Aleo Solar
- Company type: GmbH
- Industry: renewable energies
- Founded: 2001
- Headquarters: Prenzlau (Brandenburg), Germany
- Key people: Günter Schulze CEO, William Chen CSO
- Products: Photovoltaic modules
- Number of employees: 320 (01/2015)
- Parent: Sino-American Silicon Products (Taiwan)
- Website: www.aleo-solar.com

= Aleo Solar =

Aleo Solar GmbH produces and distributes solar modules and systems. It was founded in 2001. Its plant in Prenzlau, Germany, provided the company with an annual production capacity of 280 megawatts by 2015.

==Company==
The company was founded in 2001 originally as S.M.D. Solar-Manufaktur Deutschland GmbH & Co.KG in Prenzlau and started in August 2002 with the production of solar modules. In 2005, S.M.D. was renamed Aleo Solar AG. The company went public in July 2006 and is listed on the Frankfurt Stock Exchange (ISIN: DE000A0JM634). Bosch secured a majority stake in the company in 2009. The Bosch Group holds a 90% majority shareholding; the balance is free-floating. Altogether there are about 1,600 small shareholders. In April 2014, Aleo Solar AG announced its liquidation. In May 2014, the production in Prenzlau and the brand "aleo" were sold to Aleo Solar GmbH (former SCP Solar GmbH).

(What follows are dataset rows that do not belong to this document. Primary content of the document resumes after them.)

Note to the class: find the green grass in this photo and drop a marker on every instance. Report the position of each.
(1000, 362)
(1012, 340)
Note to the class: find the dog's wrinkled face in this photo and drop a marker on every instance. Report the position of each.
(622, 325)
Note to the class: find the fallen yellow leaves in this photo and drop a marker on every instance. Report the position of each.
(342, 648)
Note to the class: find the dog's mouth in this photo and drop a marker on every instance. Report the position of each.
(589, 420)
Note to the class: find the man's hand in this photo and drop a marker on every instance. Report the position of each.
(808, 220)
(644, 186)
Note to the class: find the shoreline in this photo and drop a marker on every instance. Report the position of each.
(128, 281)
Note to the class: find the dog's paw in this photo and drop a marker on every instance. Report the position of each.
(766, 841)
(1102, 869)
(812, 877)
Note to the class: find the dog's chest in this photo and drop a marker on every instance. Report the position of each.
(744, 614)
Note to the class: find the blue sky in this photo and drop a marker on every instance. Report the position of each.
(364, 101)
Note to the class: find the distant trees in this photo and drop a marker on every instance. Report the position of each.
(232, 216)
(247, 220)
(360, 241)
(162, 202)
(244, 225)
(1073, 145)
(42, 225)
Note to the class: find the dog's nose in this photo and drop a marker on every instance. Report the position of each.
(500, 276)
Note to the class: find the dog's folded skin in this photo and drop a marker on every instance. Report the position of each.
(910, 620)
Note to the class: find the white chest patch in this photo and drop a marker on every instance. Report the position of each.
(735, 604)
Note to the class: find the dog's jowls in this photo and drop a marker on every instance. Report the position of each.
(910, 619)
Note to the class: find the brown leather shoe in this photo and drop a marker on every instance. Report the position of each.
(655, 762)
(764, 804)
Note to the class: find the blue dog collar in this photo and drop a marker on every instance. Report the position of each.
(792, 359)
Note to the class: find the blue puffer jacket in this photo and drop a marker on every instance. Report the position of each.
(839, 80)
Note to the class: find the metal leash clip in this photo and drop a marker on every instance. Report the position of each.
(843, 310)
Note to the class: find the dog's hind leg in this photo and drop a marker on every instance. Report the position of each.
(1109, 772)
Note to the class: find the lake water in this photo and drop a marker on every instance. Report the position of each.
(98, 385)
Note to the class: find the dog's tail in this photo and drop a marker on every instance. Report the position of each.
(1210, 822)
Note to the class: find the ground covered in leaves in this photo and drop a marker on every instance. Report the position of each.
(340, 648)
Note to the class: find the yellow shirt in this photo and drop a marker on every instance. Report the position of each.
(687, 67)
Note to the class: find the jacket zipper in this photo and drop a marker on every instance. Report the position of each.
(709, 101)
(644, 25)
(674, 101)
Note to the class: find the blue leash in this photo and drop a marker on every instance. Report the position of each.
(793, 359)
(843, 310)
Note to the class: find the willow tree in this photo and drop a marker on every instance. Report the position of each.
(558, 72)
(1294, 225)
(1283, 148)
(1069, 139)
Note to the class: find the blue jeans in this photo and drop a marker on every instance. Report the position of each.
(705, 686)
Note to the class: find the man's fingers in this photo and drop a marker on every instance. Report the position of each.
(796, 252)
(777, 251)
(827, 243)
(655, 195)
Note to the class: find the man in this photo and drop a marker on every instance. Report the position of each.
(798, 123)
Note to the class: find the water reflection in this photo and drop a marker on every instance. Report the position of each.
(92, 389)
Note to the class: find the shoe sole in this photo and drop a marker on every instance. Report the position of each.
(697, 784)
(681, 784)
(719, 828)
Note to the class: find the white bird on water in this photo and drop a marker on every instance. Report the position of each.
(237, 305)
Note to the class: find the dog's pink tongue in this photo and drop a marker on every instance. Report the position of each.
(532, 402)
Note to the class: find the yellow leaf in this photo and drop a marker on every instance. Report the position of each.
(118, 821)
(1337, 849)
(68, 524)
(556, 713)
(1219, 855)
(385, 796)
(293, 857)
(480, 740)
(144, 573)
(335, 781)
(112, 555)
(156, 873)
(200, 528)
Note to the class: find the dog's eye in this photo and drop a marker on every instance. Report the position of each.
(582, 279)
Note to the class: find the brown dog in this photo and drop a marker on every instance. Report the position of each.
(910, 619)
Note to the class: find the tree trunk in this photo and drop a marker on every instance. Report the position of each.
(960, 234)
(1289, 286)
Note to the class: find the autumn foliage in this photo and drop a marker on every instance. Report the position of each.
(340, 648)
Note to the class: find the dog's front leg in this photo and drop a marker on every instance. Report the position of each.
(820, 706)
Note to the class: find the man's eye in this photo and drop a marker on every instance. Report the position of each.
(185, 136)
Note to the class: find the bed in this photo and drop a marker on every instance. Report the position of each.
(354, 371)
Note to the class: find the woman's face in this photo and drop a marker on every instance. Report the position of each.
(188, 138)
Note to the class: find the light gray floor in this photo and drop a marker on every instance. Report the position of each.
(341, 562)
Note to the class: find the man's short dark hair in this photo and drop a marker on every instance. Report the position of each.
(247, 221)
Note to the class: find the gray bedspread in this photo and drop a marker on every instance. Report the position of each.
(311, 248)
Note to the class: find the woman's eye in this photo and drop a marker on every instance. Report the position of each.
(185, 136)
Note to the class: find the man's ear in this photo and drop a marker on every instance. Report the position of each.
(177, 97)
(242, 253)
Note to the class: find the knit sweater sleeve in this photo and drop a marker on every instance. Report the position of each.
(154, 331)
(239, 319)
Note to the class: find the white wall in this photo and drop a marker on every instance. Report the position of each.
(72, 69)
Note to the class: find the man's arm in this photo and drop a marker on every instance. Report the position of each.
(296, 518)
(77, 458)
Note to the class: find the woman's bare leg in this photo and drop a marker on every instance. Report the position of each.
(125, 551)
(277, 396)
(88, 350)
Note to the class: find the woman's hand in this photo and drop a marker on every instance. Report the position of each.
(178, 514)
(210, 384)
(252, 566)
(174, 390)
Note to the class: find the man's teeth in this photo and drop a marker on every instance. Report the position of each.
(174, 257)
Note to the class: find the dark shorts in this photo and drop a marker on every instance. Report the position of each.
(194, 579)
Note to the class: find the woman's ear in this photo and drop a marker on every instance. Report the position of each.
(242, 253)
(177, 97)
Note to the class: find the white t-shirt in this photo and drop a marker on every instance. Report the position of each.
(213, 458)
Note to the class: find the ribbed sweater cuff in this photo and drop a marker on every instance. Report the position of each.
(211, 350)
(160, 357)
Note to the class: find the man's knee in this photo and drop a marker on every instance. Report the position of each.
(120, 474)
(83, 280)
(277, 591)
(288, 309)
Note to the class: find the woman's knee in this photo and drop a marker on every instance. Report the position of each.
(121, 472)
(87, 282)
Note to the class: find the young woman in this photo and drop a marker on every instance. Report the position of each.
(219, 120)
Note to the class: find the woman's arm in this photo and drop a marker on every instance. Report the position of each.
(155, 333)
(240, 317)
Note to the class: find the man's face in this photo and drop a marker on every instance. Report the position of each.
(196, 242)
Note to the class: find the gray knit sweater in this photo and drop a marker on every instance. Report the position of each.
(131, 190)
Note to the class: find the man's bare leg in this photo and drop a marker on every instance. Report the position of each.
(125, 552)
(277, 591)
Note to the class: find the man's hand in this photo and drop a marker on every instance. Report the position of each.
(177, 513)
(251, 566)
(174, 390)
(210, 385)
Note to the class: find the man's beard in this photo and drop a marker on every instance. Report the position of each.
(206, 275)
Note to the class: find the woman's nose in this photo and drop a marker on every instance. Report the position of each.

Their distribution network for solar panels covers over 65 distributors and wholesalers, across over 21 different countries.

==Facilities==
The production site is in Prenzlau. The company has established a subsidiary in Italy.

==Board==
- Günter Schulze, Managing Director (CEO)
- William Chen, Managing Director (CSO)

==Awards==
In June 2006, the Aleo Solar S_16 became the best in testing by Stiftung Warentest.
The German magazine Öko-Test (edition April 2010) awarded the Aleo S_18 with the distinction “Very Good.”